Come ombre danzanti gli alberi,
tra le gocce e la terra,
avanzano all’orizzonte.
Processioni disordinate
nell’abbandono del mondo.
Osservo spettatrice incredula
l’autunno che ho dentro.
Vorrei che una foglia rosso scarlatto mi riscaldasse il cuore.
2° Classificato
INNAMORARSI D’AUTUNNO
Di Augusto Funari
Ancora una volta ti penso e ti ritrovo
Lungo questo viale, di novembre,
Sotto queste luci gravide
Delle mie lacrime migliori.
Ancora una volta ti guardo e mi chiedo
Quali strane dinamiche mi portino
Ad esser sempre in ritardo con la vita
E quali insidiosi tracciati segua il tempo.

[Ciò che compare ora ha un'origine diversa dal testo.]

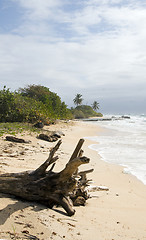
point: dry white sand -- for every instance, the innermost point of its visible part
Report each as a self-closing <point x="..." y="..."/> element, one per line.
<point x="117" y="214"/>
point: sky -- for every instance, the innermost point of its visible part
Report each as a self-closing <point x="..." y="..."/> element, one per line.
<point x="93" y="47"/>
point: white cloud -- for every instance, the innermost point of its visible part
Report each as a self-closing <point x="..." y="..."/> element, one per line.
<point x="98" y="47"/>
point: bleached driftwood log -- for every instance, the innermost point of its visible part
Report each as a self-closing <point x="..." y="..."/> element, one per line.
<point x="48" y="187"/>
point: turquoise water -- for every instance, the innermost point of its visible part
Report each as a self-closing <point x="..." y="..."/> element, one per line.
<point x="123" y="142"/>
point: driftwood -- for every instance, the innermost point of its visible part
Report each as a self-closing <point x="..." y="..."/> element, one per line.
<point x="15" y="139"/>
<point x="50" y="188"/>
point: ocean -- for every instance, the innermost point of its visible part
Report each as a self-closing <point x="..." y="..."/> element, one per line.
<point x="123" y="142"/>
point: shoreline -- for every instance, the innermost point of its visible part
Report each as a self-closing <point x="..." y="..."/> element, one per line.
<point x="118" y="214"/>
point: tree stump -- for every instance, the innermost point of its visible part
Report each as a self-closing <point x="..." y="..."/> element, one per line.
<point x="48" y="187"/>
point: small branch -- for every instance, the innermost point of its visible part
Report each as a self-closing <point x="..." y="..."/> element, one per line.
<point x="71" y="167"/>
<point x="77" y="149"/>
<point x="41" y="170"/>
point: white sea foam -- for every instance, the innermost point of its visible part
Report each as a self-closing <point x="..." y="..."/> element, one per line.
<point x="124" y="143"/>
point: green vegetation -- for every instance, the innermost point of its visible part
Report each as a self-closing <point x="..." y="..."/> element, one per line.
<point x="78" y="99"/>
<point x="37" y="103"/>
<point x="31" y="104"/>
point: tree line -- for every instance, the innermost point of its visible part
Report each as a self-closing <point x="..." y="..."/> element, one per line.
<point x="31" y="104"/>
<point x="37" y="103"/>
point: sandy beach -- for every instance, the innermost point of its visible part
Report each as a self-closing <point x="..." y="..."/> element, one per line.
<point x="117" y="214"/>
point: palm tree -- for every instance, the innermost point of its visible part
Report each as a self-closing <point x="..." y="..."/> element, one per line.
<point x="78" y="99"/>
<point x="95" y="105"/>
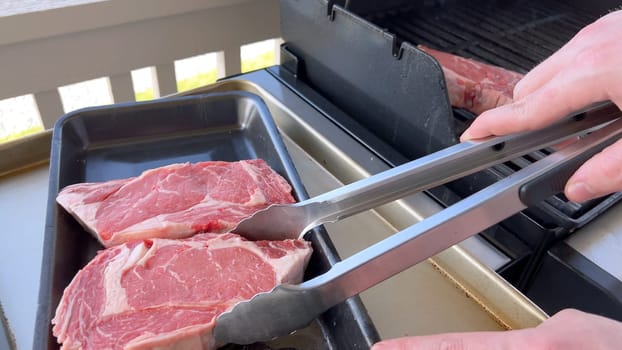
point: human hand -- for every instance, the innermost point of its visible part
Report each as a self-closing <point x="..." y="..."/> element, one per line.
<point x="587" y="69"/>
<point x="567" y="330"/>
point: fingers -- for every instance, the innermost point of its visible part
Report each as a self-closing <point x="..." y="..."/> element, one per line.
<point x="599" y="176"/>
<point x="544" y="72"/>
<point x="512" y="340"/>
<point x="558" y="98"/>
<point x="549" y="68"/>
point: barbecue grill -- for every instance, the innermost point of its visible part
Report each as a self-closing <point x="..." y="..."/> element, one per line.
<point x="361" y="58"/>
<point x="353" y="96"/>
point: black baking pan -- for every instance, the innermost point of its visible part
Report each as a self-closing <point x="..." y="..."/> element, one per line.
<point x="123" y="140"/>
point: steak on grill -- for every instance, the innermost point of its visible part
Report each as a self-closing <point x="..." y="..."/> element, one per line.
<point x="474" y="85"/>
<point x="165" y="294"/>
<point x="175" y="201"/>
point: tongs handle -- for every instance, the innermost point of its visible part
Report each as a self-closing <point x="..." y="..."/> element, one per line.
<point x="459" y="221"/>
<point x="290" y="307"/>
<point x="447" y="165"/>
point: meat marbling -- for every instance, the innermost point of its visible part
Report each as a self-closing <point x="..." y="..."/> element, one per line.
<point x="474" y="85"/>
<point x="167" y="293"/>
<point x="175" y="201"/>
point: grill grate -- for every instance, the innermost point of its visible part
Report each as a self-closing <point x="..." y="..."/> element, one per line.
<point x="516" y="36"/>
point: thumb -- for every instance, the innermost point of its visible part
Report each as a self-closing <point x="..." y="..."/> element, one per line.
<point x="599" y="176"/>
<point x="508" y="340"/>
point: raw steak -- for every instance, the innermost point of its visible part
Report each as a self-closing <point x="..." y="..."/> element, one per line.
<point x="165" y="294"/>
<point x="474" y="85"/>
<point x="175" y="201"/>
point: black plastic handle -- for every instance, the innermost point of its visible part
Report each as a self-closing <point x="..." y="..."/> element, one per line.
<point x="554" y="181"/>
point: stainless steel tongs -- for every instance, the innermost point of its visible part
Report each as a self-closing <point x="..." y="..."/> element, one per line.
<point x="290" y="307"/>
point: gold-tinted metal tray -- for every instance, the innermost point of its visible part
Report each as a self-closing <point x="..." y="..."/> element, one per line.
<point x="451" y="291"/>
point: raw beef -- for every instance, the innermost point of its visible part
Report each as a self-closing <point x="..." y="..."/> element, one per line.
<point x="175" y="201"/>
<point x="165" y="294"/>
<point x="474" y="85"/>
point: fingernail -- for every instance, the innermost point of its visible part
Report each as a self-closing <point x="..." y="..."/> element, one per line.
<point x="466" y="136"/>
<point x="579" y="192"/>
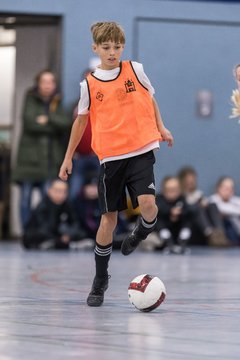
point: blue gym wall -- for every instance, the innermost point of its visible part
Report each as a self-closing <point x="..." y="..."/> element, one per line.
<point x="180" y="59"/>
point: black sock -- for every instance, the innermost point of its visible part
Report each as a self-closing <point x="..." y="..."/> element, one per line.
<point x="102" y="257"/>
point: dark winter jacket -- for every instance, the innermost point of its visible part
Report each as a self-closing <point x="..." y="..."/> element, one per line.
<point x="41" y="147"/>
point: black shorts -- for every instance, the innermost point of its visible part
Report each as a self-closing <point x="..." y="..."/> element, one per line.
<point x="134" y="174"/>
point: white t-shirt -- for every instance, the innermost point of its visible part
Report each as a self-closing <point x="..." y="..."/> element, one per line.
<point x="111" y="75"/>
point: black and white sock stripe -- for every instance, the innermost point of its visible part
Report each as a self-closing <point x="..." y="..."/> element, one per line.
<point x="148" y="225"/>
<point x="103" y="251"/>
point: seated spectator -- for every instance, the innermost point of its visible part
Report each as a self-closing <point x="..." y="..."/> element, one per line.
<point x="173" y="216"/>
<point x="229" y="207"/>
<point x="52" y="224"/>
<point x="207" y="225"/>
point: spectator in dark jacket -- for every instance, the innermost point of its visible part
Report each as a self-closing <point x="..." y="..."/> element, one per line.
<point x="53" y="224"/>
<point x="41" y="148"/>
<point x="173" y="216"/>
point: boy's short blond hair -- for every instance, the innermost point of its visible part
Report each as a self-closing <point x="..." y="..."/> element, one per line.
<point x="107" y="31"/>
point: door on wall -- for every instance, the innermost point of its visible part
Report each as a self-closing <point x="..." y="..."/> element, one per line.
<point x="37" y="46"/>
<point x="183" y="59"/>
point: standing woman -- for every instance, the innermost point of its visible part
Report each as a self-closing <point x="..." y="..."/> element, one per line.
<point x="40" y="149"/>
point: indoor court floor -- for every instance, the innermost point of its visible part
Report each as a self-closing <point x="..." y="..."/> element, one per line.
<point x="43" y="314"/>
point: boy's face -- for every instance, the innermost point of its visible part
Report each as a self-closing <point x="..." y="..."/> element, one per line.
<point x="109" y="53"/>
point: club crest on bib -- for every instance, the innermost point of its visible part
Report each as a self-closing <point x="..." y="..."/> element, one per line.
<point x="129" y="86"/>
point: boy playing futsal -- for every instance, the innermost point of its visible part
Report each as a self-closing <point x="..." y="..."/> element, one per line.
<point x="126" y="128"/>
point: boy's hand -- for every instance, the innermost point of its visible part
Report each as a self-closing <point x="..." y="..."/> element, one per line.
<point x="167" y="136"/>
<point x="65" y="170"/>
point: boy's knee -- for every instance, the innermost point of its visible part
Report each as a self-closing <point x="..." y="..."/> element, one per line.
<point x="109" y="220"/>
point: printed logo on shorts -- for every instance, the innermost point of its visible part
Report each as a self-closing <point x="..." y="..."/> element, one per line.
<point x="151" y="186"/>
<point x="99" y="96"/>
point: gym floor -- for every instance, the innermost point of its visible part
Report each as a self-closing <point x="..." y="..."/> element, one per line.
<point x="43" y="314"/>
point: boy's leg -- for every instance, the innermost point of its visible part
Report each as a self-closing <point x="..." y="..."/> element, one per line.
<point x="145" y="225"/>
<point x="103" y="250"/>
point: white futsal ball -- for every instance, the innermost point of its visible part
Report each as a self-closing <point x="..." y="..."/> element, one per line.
<point x="146" y="292"/>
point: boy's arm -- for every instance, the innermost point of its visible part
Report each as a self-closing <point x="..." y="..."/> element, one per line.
<point x="166" y="135"/>
<point x="77" y="132"/>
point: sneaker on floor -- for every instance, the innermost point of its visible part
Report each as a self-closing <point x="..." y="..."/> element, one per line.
<point x="96" y="296"/>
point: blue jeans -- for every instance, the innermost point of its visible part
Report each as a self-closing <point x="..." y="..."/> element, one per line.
<point x="81" y="166"/>
<point x="26" y="197"/>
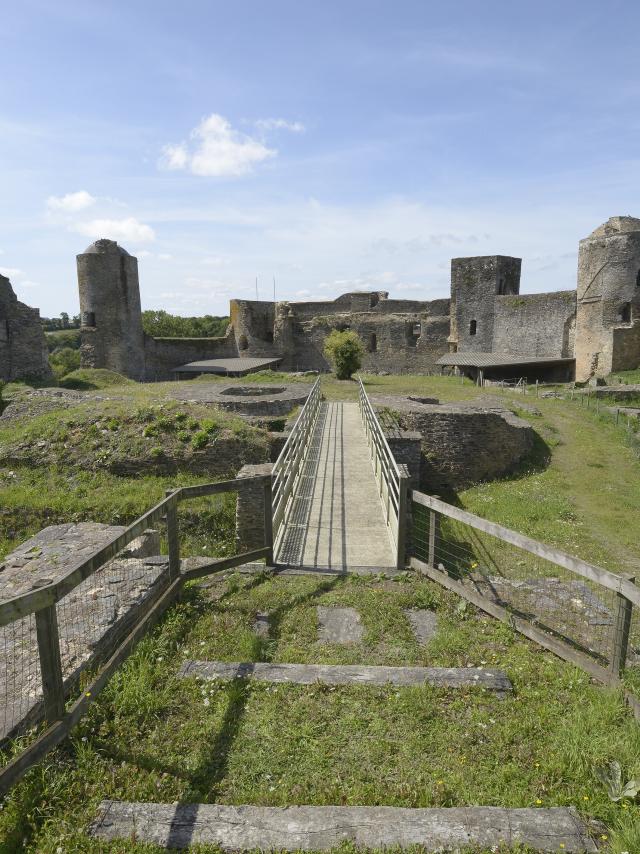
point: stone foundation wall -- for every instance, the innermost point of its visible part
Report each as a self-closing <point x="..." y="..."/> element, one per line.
<point x="463" y="443"/>
<point x="250" y="508"/>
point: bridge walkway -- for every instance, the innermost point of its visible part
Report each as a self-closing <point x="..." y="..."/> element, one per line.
<point x="336" y="519"/>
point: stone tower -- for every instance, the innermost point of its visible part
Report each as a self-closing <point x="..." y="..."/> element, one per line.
<point x="608" y="309"/>
<point x="110" y="313"/>
<point x="475" y="283"/>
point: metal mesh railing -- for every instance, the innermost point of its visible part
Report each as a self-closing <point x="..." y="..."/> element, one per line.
<point x="577" y="609"/>
<point x="288" y="467"/>
<point x="392" y="479"/>
<point x="88" y="616"/>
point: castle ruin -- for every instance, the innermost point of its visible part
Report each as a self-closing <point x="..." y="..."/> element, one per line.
<point x="23" y="348"/>
<point x="486" y="324"/>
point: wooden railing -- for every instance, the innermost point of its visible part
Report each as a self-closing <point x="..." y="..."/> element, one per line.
<point x="393" y="480"/>
<point x="287" y="467"/>
<point x="491" y="566"/>
<point x="42" y="604"/>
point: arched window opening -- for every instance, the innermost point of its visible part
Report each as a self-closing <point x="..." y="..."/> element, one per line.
<point x="624" y="313"/>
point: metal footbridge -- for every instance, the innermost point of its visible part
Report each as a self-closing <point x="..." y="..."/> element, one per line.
<point x="337" y="491"/>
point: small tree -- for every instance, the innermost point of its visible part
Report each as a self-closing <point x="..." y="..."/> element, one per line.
<point x="344" y="350"/>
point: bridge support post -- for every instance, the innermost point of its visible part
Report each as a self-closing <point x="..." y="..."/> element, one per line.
<point x="404" y="516"/>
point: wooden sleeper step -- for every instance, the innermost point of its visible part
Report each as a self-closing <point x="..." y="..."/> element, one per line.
<point x="309" y="828"/>
<point x="349" y="674"/>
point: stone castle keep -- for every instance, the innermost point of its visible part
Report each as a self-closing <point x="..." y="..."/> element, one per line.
<point x="487" y="324"/>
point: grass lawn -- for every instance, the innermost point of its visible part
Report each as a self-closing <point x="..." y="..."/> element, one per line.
<point x="153" y="737"/>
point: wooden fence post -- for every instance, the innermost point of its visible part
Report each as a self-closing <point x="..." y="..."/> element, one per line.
<point x="403" y="516"/>
<point x="268" y="519"/>
<point x="432" y="538"/>
<point x="173" y="536"/>
<point x="621" y="630"/>
<point x="50" y="665"/>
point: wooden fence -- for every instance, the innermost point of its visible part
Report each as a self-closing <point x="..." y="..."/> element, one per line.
<point x="579" y="611"/>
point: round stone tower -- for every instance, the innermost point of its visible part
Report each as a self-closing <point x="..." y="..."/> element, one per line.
<point x="608" y="308"/>
<point x="110" y="313"/>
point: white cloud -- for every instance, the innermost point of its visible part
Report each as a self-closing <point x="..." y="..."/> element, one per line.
<point x="280" y="124"/>
<point x="71" y="203"/>
<point x="216" y="150"/>
<point x="11" y="272"/>
<point x="128" y="229"/>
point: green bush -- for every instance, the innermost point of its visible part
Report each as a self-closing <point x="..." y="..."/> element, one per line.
<point x="344" y="350"/>
<point x="199" y="440"/>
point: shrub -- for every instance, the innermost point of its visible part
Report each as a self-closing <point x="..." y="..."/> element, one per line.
<point x="344" y="350"/>
<point x="199" y="440"/>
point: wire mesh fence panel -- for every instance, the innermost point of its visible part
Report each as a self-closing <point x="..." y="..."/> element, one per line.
<point x="100" y="611"/>
<point x="577" y="611"/>
<point x="20" y="679"/>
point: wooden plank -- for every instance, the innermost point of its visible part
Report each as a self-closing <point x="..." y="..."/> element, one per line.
<point x="553" y="644"/>
<point x="52" y="736"/>
<point x="586" y="570"/>
<point x="50" y="666"/>
<point x="350" y="674"/>
<point x="225" y="563"/>
<point x="309" y="828"/>
<point x="621" y="632"/>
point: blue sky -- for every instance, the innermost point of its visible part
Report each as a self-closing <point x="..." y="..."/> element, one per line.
<point x="333" y="145"/>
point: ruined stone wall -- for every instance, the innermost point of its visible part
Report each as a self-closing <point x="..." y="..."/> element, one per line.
<point x="608" y="285"/>
<point x="475" y="284"/>
<point x="535" y="324"/>
<point x="399" y="336"/>
<point x="253" y="322"/>
<point x="164" y="354"/>
<point x="110" y="311"/>
<point x="23" y="347"/>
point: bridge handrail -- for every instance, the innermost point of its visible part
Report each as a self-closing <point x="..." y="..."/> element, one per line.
<point x="287" y="467"/>
<point x="393" y="483"/>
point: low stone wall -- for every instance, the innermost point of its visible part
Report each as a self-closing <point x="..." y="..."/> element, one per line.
<point x="462" y="443"/>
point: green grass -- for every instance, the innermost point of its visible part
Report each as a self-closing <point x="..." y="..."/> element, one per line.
<point x="153" y="737"/>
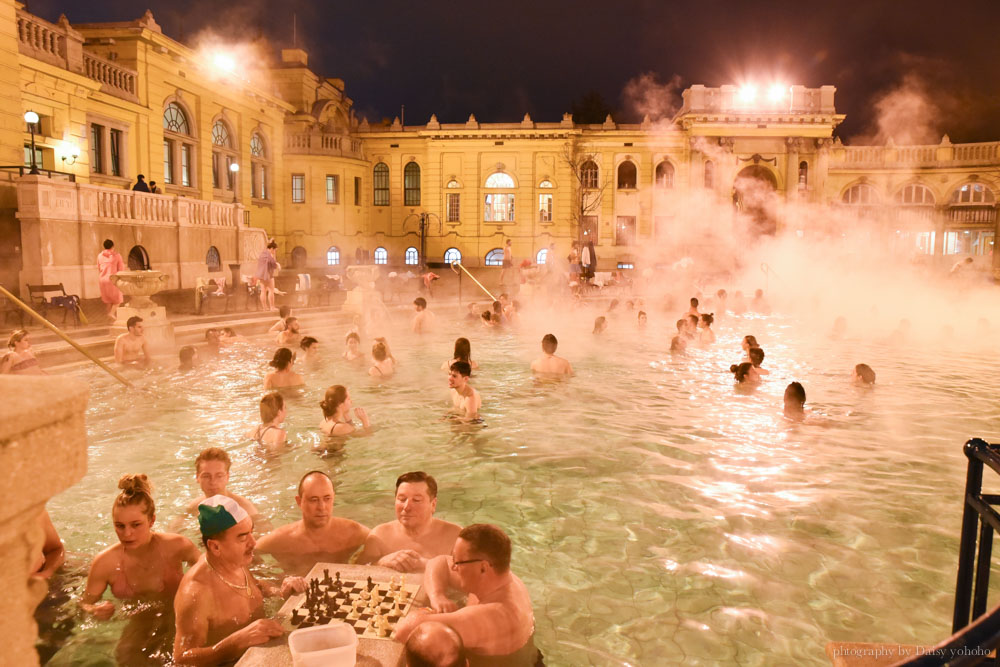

Se sia per caso, per destino,
O per irresistibile cognizione
Ch’io non riesca a tenergli il passo.
Anche stanotte, dunque,
Come quest’algida nebbia,
Egli taglia il mio futuro e il mio passato
Subordina il mio inconscio prepotente
E implacabile mi mostra
Solo il senso del presente.
Ma tu….
Tu che nelle mani hai la vita
Tu che nulla sai di me
Tu che mi appari nella nebbia
Del mio avido esistere ,
E Incroci il mio tempo rabbioso…
Tu scandisci con il sorriso
La mia amara percezione
Di non avere più il tempo
Per regalarti qualcosa di più
Che un pavido pensiero d’Autunno.
3° Classificata
VIALI D’OTTOBRE
Di Antonella Riccardi
Viali d’ottobre silenziosi,
ghiaia calpestata con mestizia
dall’ultimo viandante
che affretta il passo.
Vapori che s’elevano muti nell’aria,
pensieri che assaporano
il tepore del familiare nido…
Nell’opacità del giorno volto al crepuscolo,
cirri rosati spazzano via la bella stagione;
voli di stormi in fuga sui tetti della città,
disegnano geometrie perfette
con la leggiadria di vorticose danze.
Nei giardini oramai vuoti,
solo l’eco di risa
e rimembranze di volti dalle tinte vermiglie,
per la corsa spensierata attorno al mondo…
Io e te,
ci ritroviamo da sempre qui, su questa panchina,
nei viali spogli d’ottobre;
stagione dopo stagione,
fili d’argento adornano le nostre chiome.
Già ieri le messi imbiondivano nei campi,
distese sconfinate di papaveri
sussurravano al vento,
il nome tuo!
Poi, Ottobre…
Vendemmia e canti tra i tralci ridondanti di raspi,
voci inneggianti al dolce frutto della vite.
Nel turbinio di foglie avvizzite,
timidi baci rubati alla fievole luce del lampione.
Nel luccichio della brina,
io principessa d’una fiaba d’autunno,
tu, mio re, dal sapore di caldarrosta!
Su questa panchina,
sfogliamo emozioni di carta,
pagine di vita,
che solinghe si confondono con la sottile bruma.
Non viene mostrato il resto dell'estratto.